Upon taking office, Governor Steve Bullock appointed Stone-Manning to succeed Richard Opper as director of the Montana Department of Environmental Quality. From January 2013 to November 2014, Stone-Manning served as the director. From November 2014 to December 2017, she was the chief of staff for Montana Governor Bullock. From 2017 to 2021, Stone-Manning worked for the National Wildlife Federation, first as associate vice president for public lands and then as a senior advisor for conservation policy.

===Directorship of Bureau of Land Management===
President Joe Biden nominated Stone-Manning for director of the Bureau of Land Management on April 22, 2021. Hearings on her nomination were held on June 8, 2021. The committee deadlocked on her nomination on July 22, 2021, forcing the entire Senate to discharge the nomination. On July 27, 2021, the United States Senate voted 50–49 on the motion to discharge her nomination from the Senate Committee on Energy and Natural Resources. On September 30, 2021, the Senate confirmed her nomination by a vote of 50–45. Those who had voted against her were uniformly Republican; some stated that her earlier connection to what they said was "eco-terrorism" was disqualifying.

She started work on October 7, 2021, and was sworn in on October 27. Stone-Manning served as director for the remainder of the Biden administration, officially leaving office on January 13, 2025.

=== Post-government career ===
Following the conclusion of her tenure at the Bureau of Land Management, Stone-Manning was named President of The Wilderness Society, officially taking office on February 24, 2025. In February 2026, she joined a cross-partisan advisory council alongside former government officials, including John Podesta and Lynn Scarlett, to launch "Ground Shift," an initiative aimed at reforming statutory policies governing public lands and waters in the United States.

On September 4, 2026, the House Committee on Natural Resources opened an oversight inquiry into The Wilderness Society and other environmental nonprofit organizations regarding their influence over the federal government, law, and natural resources policy.
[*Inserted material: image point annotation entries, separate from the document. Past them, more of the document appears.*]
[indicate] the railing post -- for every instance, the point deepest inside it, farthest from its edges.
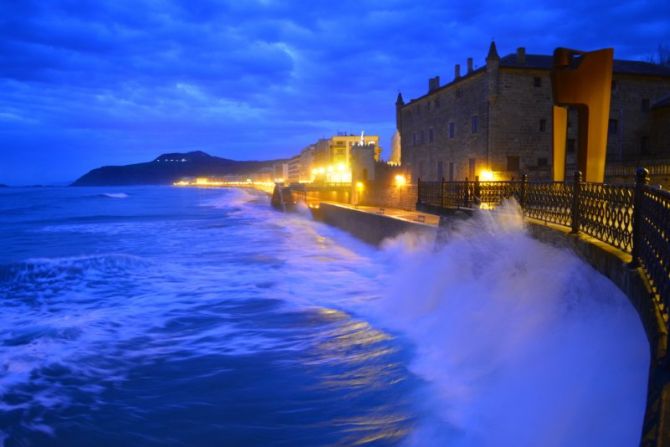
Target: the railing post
(576, 189)
(442, 193)
(641, 180)
(466, 193)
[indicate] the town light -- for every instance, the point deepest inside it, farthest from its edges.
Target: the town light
(400, 180)
(486, 175)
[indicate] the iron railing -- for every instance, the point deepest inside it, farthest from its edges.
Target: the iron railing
(633, 218)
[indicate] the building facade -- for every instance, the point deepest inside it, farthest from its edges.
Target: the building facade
(496, 120)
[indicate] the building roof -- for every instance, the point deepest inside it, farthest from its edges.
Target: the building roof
(662, 104)
(544, 62)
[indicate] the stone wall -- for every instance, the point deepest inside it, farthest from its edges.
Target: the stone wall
(514, 119)
(401, 197)
(425, 129)
(371, 228)
(521, 124)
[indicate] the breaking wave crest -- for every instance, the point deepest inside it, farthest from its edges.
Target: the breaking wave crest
(522, 343)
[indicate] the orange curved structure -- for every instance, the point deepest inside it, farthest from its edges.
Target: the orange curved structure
(582, 80)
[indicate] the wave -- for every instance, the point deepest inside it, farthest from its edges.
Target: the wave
(522, 343)
(49, 269)
(235, 198)
(114, 195)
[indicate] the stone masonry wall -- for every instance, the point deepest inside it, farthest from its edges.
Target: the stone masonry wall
(457, 103)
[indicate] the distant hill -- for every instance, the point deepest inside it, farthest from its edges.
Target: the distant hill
(168, 168)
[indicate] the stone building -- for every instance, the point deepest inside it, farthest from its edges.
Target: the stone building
(498, 119)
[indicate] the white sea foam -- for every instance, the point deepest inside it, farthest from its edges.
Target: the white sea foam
(115, 195)
(522, 343)
(233, 198)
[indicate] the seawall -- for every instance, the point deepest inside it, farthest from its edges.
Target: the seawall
(372, 228)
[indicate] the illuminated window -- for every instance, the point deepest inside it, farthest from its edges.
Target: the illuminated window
(512, 163)
(644, 145)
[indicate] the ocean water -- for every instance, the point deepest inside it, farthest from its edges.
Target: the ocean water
(200, 317)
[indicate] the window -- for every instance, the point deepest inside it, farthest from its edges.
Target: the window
(613, 127)
(644, 145)
(512, 163)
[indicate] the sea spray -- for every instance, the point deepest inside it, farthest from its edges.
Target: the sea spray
(521, 343)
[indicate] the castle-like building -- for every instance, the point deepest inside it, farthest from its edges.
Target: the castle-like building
(497, 118)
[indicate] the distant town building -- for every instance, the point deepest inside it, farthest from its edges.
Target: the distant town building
(293, 175)
(280, 172)
(331, 158)
(497, 119)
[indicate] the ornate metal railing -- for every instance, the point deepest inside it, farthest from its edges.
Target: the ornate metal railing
(606, 213)
(632, 218)
(550, 202)
(652, 240)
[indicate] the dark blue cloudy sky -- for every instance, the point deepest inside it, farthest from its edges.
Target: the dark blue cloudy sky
(87, 83)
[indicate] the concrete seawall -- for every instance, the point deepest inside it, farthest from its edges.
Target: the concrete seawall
(612, 263)
(370, 227)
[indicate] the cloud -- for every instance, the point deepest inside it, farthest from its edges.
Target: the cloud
(118, 82)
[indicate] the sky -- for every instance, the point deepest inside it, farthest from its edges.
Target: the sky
(91, 83)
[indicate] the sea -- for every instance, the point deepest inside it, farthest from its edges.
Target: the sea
(161, 316)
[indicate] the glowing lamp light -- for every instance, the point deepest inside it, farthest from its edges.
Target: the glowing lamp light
(487, 175)
(400, 180)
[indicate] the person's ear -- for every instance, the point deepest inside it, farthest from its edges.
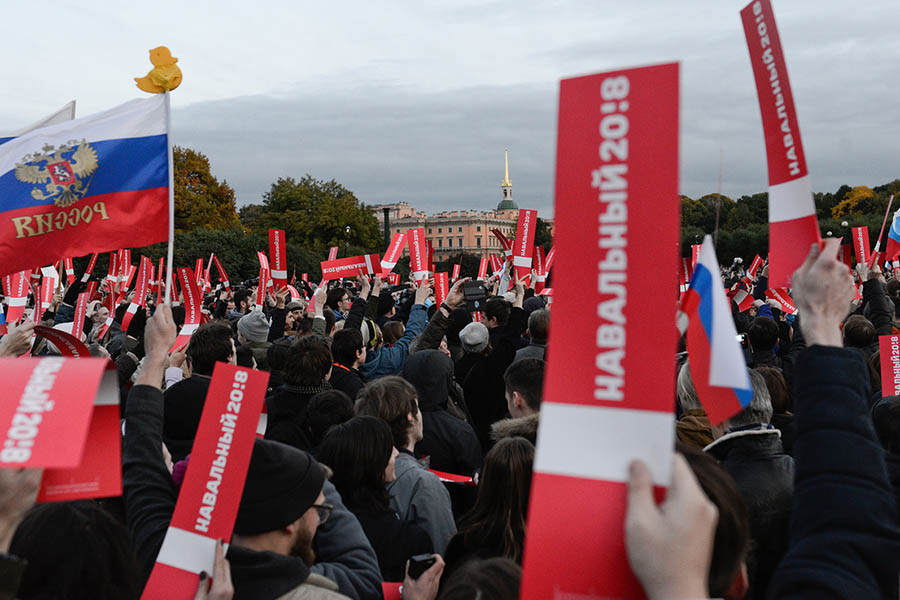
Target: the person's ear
(740, 585)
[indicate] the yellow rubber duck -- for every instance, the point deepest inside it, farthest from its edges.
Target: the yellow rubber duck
(165, 74)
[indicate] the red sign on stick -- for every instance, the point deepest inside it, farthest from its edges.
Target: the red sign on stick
(524, 245)
(889, 346)
(209, 498)
(393, 252)
(603, 406)
(793, 226)
(418, 253)
(861, 244)
(350, 267)
(277, 259)
(50, 400)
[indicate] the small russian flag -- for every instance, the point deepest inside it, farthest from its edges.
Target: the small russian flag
(717, 364)
(893, 245)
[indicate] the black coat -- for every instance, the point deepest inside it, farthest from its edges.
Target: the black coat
(349, 381)
(449, 441)
(393, 540)
(764, 475)
(287, 415)
(184, 403)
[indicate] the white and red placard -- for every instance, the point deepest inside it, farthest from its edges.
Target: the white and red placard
(140, 292)
(617, 219)
(441, 287)
(781, 296)
(398, 242)
(793, 226)
(15, 286)
(419, 261)
(99, 473)
(277, 257)
(223, 277)
(861, 244)
(523, 248)
(211, 492)
(90, 268)
(339, 268)
(48, 409)
(192, 305)
(889, 353)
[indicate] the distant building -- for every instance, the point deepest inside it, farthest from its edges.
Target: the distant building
(451, 232)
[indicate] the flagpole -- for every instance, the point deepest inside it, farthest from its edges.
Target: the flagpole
(171, 201)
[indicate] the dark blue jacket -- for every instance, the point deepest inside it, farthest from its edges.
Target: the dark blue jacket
(844, 537)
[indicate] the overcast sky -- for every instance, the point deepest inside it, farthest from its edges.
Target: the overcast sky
(416, 101)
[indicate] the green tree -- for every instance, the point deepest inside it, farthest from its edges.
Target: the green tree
(201, 202)
(315, 214)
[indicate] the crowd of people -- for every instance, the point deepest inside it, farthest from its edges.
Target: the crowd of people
(377, 392)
The committee sent a document request to Stone-Manning in her capacity as the organization's president, including questions about its use of statutory fee-shifting provisions to recover attorney fees and other litigation costs in lawsuits against federal agencies. The panel alleged that preservationist groups wielded "outsized influence" over federal law and natural resources policy and criticized their use of such litigation practices, requesting that the organization produce internal communications regarding its court filing strategies and records concerning its recovery of litigation fees.

== Environmental activism ==
In 1989, a friend of Stone-Manning's, and fellow environmental activist, was involved in tree spiking in Idaho's Clearwater National Forest. Tree spiking is a tactic used to deter logging by rendering a tree dangerous to cut, either by a lumberjack or in a sawmill, and is considered an act of eco-terrorism. At the friend's behest, Stone-Manning wrote an anonymous, profanity-laced letter to federal officials, informing them of the tree spiking and warning that "a lot of people could get hurt" if logging were to continue. In her 1993 federal court testimony, Stone-Manning admitted that she had retyped, edited, and mailed the letter. She received prosecutorial immunity in order to testify against the activist. The activist was found guilty and sentenced to 17 months in prison.

== Personal life ==
Stone-Manning is married to Richard Manning, an environmental author and journalist. She resides in Missoula, Montana, and Washington, D.C.